Today I defied the fears that has kept me down all this while from writing about my training journey. This is me showing up and dealing with procrastination upfront. I am very excited that I am able to finally do this.
I started taking a course on Data Science, all thanks to @IG4good and @datacamp for providing an opportunity such as this for young people like us to hone our skills and contribute our own quota in problem solving.
We were advised to take a general course, Data Science for Everyone as this will serve as a pointer for us and aid our decision making process in choosing the course to focus on.
I was able to complete about 35% of my course outline and here are a few things I learnt in the process:
DATA SCIENCE
During the course of the class, I was able to learn
- what data can do,
- Data Science work flow, and
- the various applications of Data Science.
Data science is a set of methodologies for taking in thousands of forms of data which are available to us today, and using them to draw meaningful conclusions.
THINGS DATA CAN DO: Data can be used to achieve the following;
- detect abnormal events
- diagnose the course of events and behaviors
- predict the future.
DATA SCIENCE WORK FLOW: this describes the processes involved in studying and analyzing data which includes;
- Data collection and storage
- Data preparation
- Exploration and visualization
- Experimentation
APPLICATIONS OF DATA SCIENCE
- TRADITIONAL MACHINE LEARNING
- IOT
- DEEP LEARNING
Requirements for Machine Learning:
- A well defined question.
- A set of example data.
- A new set of data to use our algorithm on.
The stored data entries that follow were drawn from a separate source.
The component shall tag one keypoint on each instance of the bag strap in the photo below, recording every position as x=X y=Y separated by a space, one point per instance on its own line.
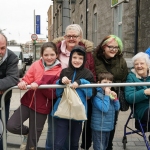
x=74 y=76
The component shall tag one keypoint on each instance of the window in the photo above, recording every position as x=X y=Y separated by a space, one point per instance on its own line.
x=94 y=26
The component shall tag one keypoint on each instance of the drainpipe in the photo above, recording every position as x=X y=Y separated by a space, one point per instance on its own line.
x=65 y=15
x=86 y=19
x=136 y=28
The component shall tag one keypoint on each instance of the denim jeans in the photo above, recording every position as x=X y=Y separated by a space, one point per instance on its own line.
x=65 y=127
x=7 y=105
x=100 y=139
x=51 y=132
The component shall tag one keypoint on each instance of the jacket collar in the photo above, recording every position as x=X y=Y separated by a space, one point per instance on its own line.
x=87 y=44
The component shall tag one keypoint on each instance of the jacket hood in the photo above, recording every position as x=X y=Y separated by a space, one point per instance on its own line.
x=139 y=77
x=86 y=43
x=80 y=49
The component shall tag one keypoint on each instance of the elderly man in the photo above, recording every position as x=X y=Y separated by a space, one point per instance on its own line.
x=8 y=74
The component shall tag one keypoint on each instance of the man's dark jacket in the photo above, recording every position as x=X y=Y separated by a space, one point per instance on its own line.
x=9 y=75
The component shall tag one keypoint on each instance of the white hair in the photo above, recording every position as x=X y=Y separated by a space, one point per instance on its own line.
x=75 y=27
x=143 y=56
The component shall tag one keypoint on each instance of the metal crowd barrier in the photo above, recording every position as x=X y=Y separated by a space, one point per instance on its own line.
x=4 y=138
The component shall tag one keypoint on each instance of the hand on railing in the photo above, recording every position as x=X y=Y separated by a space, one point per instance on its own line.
x=22 y=85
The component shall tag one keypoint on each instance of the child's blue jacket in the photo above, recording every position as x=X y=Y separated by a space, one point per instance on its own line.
x=83 y=93
x=103 y=111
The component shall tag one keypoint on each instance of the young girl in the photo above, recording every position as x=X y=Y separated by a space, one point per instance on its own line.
x=104 y=105
x=36 y=104
x=75 y=74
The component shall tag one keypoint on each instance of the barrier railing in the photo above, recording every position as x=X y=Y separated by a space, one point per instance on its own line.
x=4 y=138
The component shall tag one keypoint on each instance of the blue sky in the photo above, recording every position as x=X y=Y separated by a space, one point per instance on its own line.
x=16 y=16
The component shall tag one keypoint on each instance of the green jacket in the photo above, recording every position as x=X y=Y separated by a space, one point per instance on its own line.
x=135 y=94
x=117 y=66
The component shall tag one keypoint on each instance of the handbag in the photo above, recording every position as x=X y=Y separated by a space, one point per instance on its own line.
x=124 y=105
x=71 y=106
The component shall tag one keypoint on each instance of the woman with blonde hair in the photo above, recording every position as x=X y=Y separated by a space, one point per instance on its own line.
x=73 y=36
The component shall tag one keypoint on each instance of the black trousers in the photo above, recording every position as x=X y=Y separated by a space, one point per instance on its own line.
x=87 y=132
x=112 y=133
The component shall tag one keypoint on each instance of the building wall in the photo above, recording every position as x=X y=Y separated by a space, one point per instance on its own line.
x=50 y=23
x=106 y=21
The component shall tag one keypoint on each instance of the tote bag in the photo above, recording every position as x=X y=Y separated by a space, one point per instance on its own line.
x=71 y=106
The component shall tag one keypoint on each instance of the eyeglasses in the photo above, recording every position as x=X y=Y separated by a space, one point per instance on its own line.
x=111 y=48
x=72 y=36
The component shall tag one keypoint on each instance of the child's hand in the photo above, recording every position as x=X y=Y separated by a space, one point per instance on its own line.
x=74 y=85
x=34 y=86
x=22 y=85
x=113 y=95
x=65 y=80
x=107 y=90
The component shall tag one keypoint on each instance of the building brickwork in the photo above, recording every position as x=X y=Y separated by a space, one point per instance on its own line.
x=134 y=34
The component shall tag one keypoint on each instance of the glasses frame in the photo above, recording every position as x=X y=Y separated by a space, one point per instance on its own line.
x=112 y=48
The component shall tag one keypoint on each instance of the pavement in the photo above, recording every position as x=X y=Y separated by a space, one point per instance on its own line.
x=135 y=142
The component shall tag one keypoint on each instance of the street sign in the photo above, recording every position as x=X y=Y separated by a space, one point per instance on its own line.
x=34 y=37
x=117 y=2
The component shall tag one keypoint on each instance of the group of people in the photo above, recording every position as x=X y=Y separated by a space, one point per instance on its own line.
x=72 y=60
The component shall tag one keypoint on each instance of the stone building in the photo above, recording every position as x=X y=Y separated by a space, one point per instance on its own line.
x=129 y=20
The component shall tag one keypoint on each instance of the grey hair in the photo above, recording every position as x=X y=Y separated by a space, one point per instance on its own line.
x=75 y=27
x=142 y=55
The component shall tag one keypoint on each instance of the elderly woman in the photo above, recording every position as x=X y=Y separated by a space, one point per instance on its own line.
x=108 y=57
x=139 y=95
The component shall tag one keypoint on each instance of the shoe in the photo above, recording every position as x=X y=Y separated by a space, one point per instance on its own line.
x=24 y=143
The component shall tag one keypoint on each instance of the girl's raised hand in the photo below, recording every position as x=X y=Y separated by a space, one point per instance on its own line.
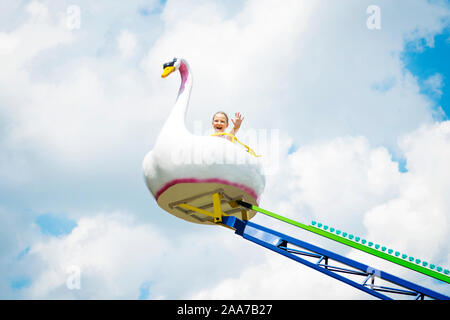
x=237 y=122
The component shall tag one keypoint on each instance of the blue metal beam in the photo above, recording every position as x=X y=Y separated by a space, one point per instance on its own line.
x=278 y=242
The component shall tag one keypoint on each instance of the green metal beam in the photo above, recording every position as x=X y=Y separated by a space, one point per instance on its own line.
x=351 y=243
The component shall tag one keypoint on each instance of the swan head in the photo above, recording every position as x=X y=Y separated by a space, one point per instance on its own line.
x=170 y=67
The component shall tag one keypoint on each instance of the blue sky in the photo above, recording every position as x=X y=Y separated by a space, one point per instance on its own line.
x=80 y=108
x=425 y=61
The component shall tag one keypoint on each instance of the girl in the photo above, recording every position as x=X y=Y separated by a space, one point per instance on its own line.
x=220 y=123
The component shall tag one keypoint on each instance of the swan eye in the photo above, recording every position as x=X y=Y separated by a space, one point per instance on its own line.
x=170 y=64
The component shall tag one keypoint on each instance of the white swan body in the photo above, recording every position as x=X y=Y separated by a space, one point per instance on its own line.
x=183 y=165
IOT are gadgets that aren’t standard computers. Eg smart watches, internet connected home security systems, electronic toll collection systems, building energy management systems etc. It is a great resource for data science projects.
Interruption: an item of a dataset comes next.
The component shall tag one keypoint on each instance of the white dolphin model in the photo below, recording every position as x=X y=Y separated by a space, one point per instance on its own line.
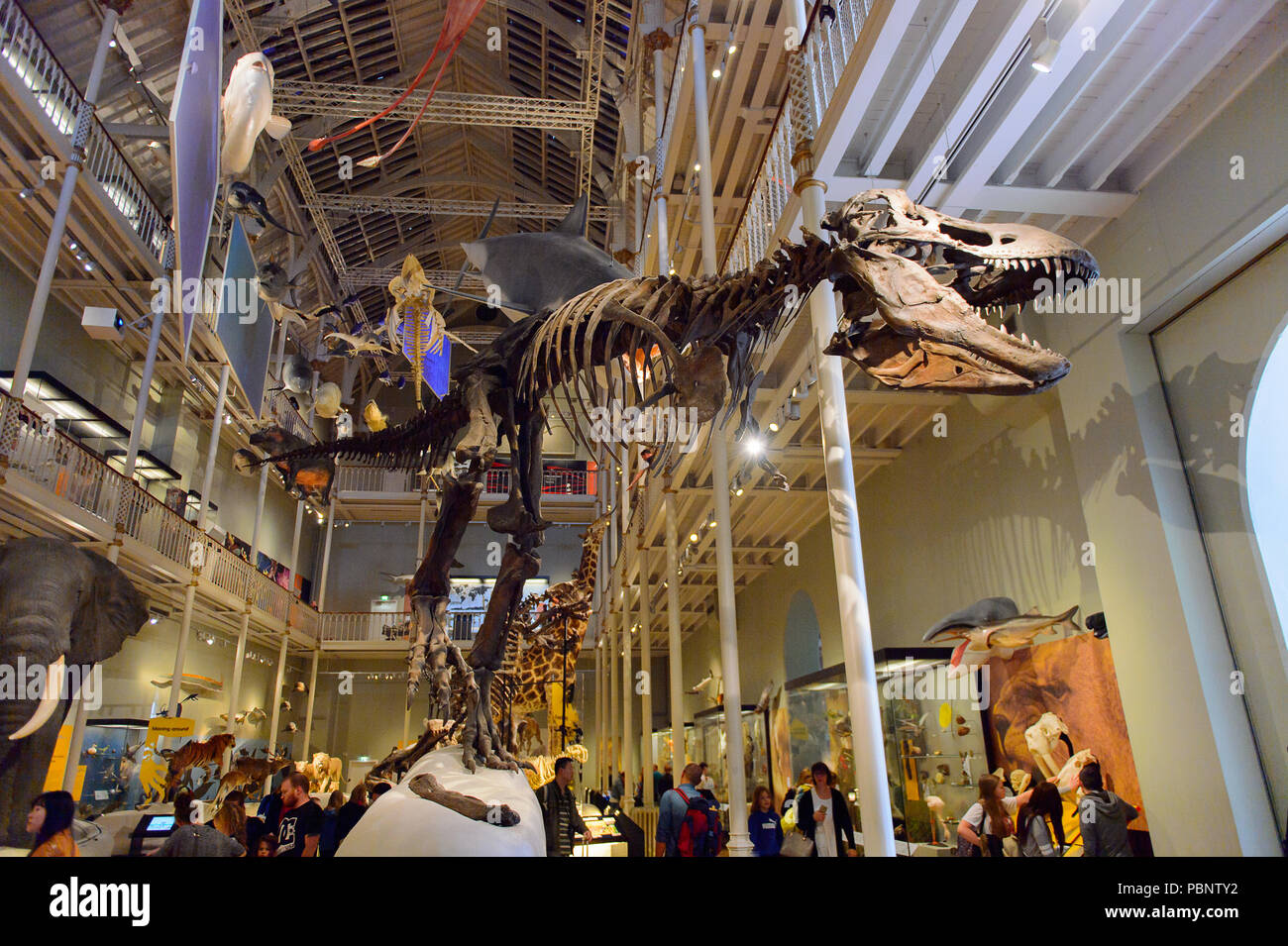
x=248 y=110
DEEP LEARNING Here multiple layers/ mini algorithms/ neurones work together to draw complex conclusions. It takes much training data and is used to solve data intensive problems.
JOBS WITHIN DATA SCIENCE
- Data engineering
- Data Analyst
- Data Scientist
- Machine Learning Scientist
Data Engineers control the flow of data. They build data pipelines and storage solutions. They design infrastructure to collect data and maintain its access. They focus on data collection and storage.
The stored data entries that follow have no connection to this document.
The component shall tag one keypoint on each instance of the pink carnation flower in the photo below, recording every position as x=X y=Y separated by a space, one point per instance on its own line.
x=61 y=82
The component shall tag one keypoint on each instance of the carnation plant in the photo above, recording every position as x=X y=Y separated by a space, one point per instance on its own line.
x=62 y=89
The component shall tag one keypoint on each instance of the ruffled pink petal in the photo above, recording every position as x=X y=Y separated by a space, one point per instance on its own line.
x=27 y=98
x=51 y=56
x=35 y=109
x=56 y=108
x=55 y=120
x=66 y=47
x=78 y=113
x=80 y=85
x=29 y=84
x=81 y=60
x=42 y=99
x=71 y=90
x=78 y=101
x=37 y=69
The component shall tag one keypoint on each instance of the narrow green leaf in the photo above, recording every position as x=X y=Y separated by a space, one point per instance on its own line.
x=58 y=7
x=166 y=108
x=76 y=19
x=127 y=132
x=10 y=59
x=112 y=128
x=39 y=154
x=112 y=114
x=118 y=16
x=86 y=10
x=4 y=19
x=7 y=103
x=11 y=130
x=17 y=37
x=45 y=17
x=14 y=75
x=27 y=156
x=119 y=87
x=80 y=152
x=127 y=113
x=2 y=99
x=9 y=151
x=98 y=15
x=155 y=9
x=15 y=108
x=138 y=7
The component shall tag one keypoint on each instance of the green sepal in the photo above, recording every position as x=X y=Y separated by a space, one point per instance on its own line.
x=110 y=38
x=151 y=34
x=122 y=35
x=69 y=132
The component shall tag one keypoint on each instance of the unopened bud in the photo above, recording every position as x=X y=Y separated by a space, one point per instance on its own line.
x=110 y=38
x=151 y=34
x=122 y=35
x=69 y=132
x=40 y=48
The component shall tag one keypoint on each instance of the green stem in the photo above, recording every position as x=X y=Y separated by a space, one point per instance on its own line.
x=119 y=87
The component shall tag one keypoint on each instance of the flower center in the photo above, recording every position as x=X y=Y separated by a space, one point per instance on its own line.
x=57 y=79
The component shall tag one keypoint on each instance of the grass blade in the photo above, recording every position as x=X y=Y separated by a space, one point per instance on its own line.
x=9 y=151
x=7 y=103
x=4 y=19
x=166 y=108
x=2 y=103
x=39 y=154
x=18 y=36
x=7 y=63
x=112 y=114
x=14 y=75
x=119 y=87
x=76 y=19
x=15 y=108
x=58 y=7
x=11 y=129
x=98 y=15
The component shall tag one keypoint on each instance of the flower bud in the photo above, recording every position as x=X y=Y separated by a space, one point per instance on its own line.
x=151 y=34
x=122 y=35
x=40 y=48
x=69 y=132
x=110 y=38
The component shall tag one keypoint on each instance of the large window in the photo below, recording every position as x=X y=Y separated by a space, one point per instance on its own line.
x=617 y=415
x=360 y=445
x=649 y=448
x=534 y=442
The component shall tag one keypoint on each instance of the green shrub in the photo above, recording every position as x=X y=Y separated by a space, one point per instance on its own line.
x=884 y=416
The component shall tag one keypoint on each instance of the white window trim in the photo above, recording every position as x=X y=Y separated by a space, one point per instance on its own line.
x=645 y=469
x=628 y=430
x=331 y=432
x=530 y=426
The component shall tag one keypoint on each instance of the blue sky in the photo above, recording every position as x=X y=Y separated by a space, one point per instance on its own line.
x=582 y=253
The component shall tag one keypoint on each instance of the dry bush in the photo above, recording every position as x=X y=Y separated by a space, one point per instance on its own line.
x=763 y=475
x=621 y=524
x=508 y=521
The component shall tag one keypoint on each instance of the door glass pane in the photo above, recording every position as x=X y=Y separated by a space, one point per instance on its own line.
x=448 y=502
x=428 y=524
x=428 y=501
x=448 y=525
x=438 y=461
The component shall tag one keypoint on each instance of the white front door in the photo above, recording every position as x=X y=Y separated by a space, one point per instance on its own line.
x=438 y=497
They also store and maintain data.
TOOLS
- Proficiency in SQL which they use to store and organize data.
- Java, Scala or python for processing data.
- Shell CL to automate and run tasks.
- Cloud computing for the storage of large amounts of data.
DATA ANALYSTS
They describe data by creating reports and dashboards to summarize data. This is done by cleaning data (they have less programming and more statistics experience than other roles). They focus more on Data preparation and exploration/visualization.
They also visualize and describe data.
TOOLS
- They make use of SQL to query data. They use it to retrieve and aggregate data.
- Use of spreadsheets to perform simple analysis.
- BI(Business Intelligence) tools (Tableau, Power BI, Looker) to create dashboards and visualization.
DATA SCIENTIST
- Has a strong background in statistics which enables them to find new insights from data.
Uses traditional machine learning not forecasting, Focuses on data preparation, Exploration and visualization, experimentation and prediction.
Gains insight from data.
This is a summary of what I learnt from class today. I will continue tomorrow and have a take home. I hope this will guide someone some day.
Thank you for taking out time to read my first technical writing article. This means a lot to me and my career.